Delicious and nutritious vegetables for people with Type 2 diabetes
09/12/2019 // Zoey Sky // Views

Being diagnosed with Type 2 diabetes doesn't mean you're stuck eating bland foods forever. You can still eat delicious meals, as long as they're prepared using nutritious, fresh vegetables that can help manage your condition.

The key to following a balanced diet if you have diabetes is controlling portion size and following a menu full of dishes with beneficial nutrients. If you have Type 2 diabetes, eat a lot of fiber-rich vegetables that are low on the glycemic index (GI) scale. Foods full of nitrates will also help lower your blood pressure.

Low-GI vegetables

The GI ranking of food determines how quickly your body absorbs its glucose content.

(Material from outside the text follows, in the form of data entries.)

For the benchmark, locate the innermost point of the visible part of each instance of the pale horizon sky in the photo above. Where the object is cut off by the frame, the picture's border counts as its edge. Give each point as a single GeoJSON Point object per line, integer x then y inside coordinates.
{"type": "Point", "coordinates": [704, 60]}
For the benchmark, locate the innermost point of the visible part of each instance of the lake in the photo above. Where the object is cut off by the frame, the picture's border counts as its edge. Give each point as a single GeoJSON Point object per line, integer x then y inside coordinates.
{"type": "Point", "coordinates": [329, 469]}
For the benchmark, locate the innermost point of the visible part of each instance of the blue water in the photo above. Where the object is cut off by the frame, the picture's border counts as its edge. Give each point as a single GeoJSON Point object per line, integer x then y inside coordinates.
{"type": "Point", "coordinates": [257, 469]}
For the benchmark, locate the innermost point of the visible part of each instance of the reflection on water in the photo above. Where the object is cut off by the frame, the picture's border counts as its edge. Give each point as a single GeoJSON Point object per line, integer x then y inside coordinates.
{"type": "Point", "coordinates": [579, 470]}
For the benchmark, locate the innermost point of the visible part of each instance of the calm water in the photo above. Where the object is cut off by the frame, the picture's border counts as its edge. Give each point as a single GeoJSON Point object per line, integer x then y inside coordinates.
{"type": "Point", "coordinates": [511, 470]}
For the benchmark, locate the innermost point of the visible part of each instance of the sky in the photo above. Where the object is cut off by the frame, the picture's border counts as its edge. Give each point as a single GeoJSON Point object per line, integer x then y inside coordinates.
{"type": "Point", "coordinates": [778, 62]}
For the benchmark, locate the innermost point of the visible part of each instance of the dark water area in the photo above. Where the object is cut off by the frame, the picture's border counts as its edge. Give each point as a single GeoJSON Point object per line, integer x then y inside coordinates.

The human body absorbs blood sugar faster from high-GI foods compared to low-GI foods. Eating a diet full of low-GI vegetables can help individuals with diabetes prevent blood sugar spikes. (Related: Sulforaphane-rich vegetables found to lower blood sugar in diabetics.)

If you have diabetes, you need to be careful about what you eat. Avoid high-GI foods like boiled potatoes, which have a GI of 78.

Here are other high-GI foods that you need to avoid:

  • Cookies
  • Doughnuts
  • Energy drinks
  • Instant noodles
  • Jasmine rice
  • Jelly beans
  • Pretzels
  • Red Pontiac potatoes
  • Watermelon
  • White bread

Individuals with diabetes can eat the following low-GI foods to their diet:

  • Artichokes
  • Asparagus
  • Broccoli
  • Cauliflower
  • Celery
  • Eggplant
  • Green beans
  • Lettuce
  • Peppers
  • Snow peas
  • Spinach
  • Brighteon.TV

Another thing to remember is the GI indicates a relative value to each type of food. It doesn't define the specific sugar content of the food.

Glycemic load (GL) indicates how much glucose enters your body after consuming one serving of a certain kind of food.


Fiber-rich vegetables are important in a glucose-controlled diet. Fiber helps prevent constipation and reduce levels of "bad" cholesterol.

Following a fiber-rich diet also promotes weight loss and management.

According to the American Academy of Nutrition and Dietetics, women need at least 25 grams (g) of fiber per day while men need 38 g. This recommendation may vary based on your body size, overall health, and other factors.

Increase your fiber intake by consuming these fruits and vegetables:

  • Artichoke
  • Avocados
  • Beets
  • Broccoli
  • Brussels sprouts
  • Carrots
  • Split peas

High-nitrate content

Manufacturers often use chemicals called nitrates to preserve foods. However, some vegetables naturally contain nitrates.

Consuming fresh and natural nitrate-rich foods helps lower your blood pressure and promotes circulatory health. When buying groceries, opt for fresh vegetables that have a naturally high nitrate content.

Add these nitrate-rich vegetables to your diet:

  • Arugula
  • Beets and beet juice
  • Celery
  • Lettuce
  • Rhubarb


Foods full of protein can make you feel full longer, which helps prevent the urge to eat junk foods between meals.

Consult your physician to determine daily protein recommendations that suit your condition. If you are highly active or pregnant, you may need more protein in your diet.

Add these protein-rich vegetables to your diet:

  • Asparagus
  • Bok choy
  • Broccoli
  • Brussels sprouts
  • cauliflower
  • Mustard greens
  • Spinach

Meal suggestions for diabetics

To manage your diabetes, incorporate the healthy foods detailed above. When preparing your meals, avoid using too much salt or cooking with prepackaged ingredients full of sodium.

Try these ideas for healthy and incredibly delicious meals:

  • Avocado, cherry tomato, and chickpea salad
  • Hard-boiled eggs and roasted beets seasoned with black pepper and turmeric
  • Quinoa on its own, or seasoned with pepper or vinaigrette.
  • Spinach salad with bell peppers, chia seeds, tomatoes, and a bit of goat's cheese to taste.
  • Unsweetened Greek yogurt with fruit, quinoa, and a dash of cinnamon.

Don't forbid certain types of food to prevent the feeling of deprivation, poor eating habits, and increasing your blood sugar. If you have diabetes, you should follow a balanced diet and occasionally indulge in healthier alternatives to your favorite snacks.

Eat different types of nutritious foods from all food groups and avoid eating at least two to three hours before you go to bed at night. Generally, 12 or more hours of nighttime fasting helps promote better glucose control.

Consult a dietitian for an individualized diabetes meal plan that can help you determine which foods will provide you with the nutrients you need. Consume these foods in the right proportions to maintain your overall health and manage your condition.